Entretien.
Lyon Capitale : Michelin, Adidas et Elf sont soupçonnés de fraude fiscale via des fondations au Liechtenstein, cela vous étonne-t-il ?
Bernard Soulage : Non, absolument pas. Je pense que s'est développé dans le monde une espèce de côté naturel de ce genre de transactions. Donc, aujourd'hui, d'aucuns considèrent ce système comme tout à fait normal.
Au nom de quoi les paradis fiscaux étaient-ils tolérés jusqu'à aujourd'hui ?
Je vois deux grandes raisons : d'abord, cela arrange un certain nombre de personnes qui y trouvent de formidables avantages, que ce soit dans des sphères politiques ou privées. Ensuite, chaque Etat se dit que si ce n'est pas lui, les autres le feront. Autrement dit, si chaque Etat a intérêt à rompre avec ces paradis fiscaux, tout cela s'évanouit dès lors que d'autres Etats ne le font pas, car il n'existe aucune stratégie coopérative entre Etats.

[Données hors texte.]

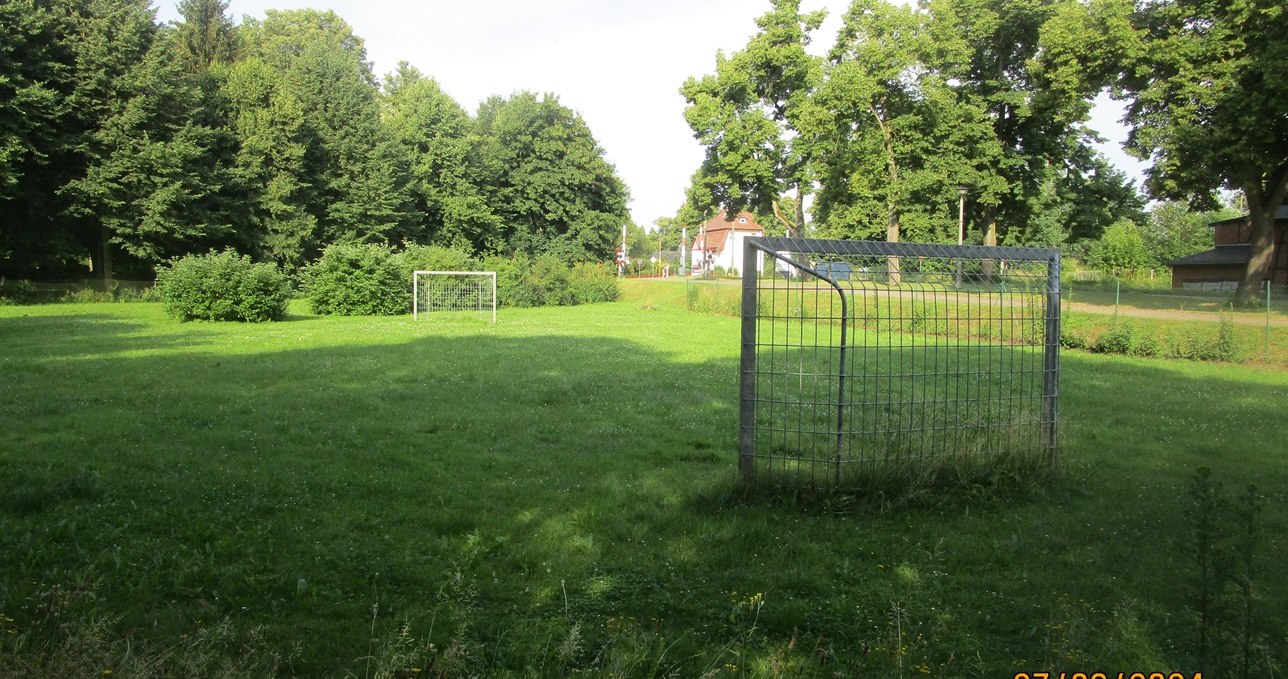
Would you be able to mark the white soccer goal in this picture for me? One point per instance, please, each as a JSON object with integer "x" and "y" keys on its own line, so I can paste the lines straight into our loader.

Comment supprimer ces paradis fiscaux ?
Je prends la comparaison avec le protocole de Kyoto : il faut arriver à une masse suffisante d'Etats qui considèrent qu'ils ont un intérêt à jouer le jeu. Et que les autres se disent qu'ils ont également intérêt à les rejoindre sous peine d'être écartés des grands flux financiers mondiaux. Il faut se fonder sur l'intérêt, pas sur la vertu, sinon, cela ne fonctionnera pas. Du coup, les Etats qui ne suivent pas doivent être sanctionnés, d'où la nécessité d'une liste noire des paradis fiscaux.
A-t-on une idée des sommes que les paradis fiscaux gèrent ?
A l'échelle de la planète, ce sont très probablement des centaines de milliards de dollars.
Christian Chavagneux, rédacteur en chef adjoint du mensuel Alternatives Economiques parlent de 40 à 50 milliards d'euros rien que pour l'Etat français...
Cela me paraît beaucoup, c'est quand même l'équivalent du montant des impôts sur les bénéfices... En revanche, que cela représente quelques dizaines de millards d'euros, ça me semble très vraisembable.
La suppression des paradis fiscaux est-elle le levier indispensable à une réforme monétaire et financière gloable ?
Avec la transparence, je crois effectivement qu'il s'agit du levier premier, donc indispensable. Car toute régulation qui s'appliquerait à un univers non clos dans lequel il y aurait des fuites serait perdu d'avance. Il faut que l'espace de régulation soit à peu près fermé. Prenez l'exemple d'un tonneau : pour le remplir, il faut qu'il y ait le moins de trous possibles.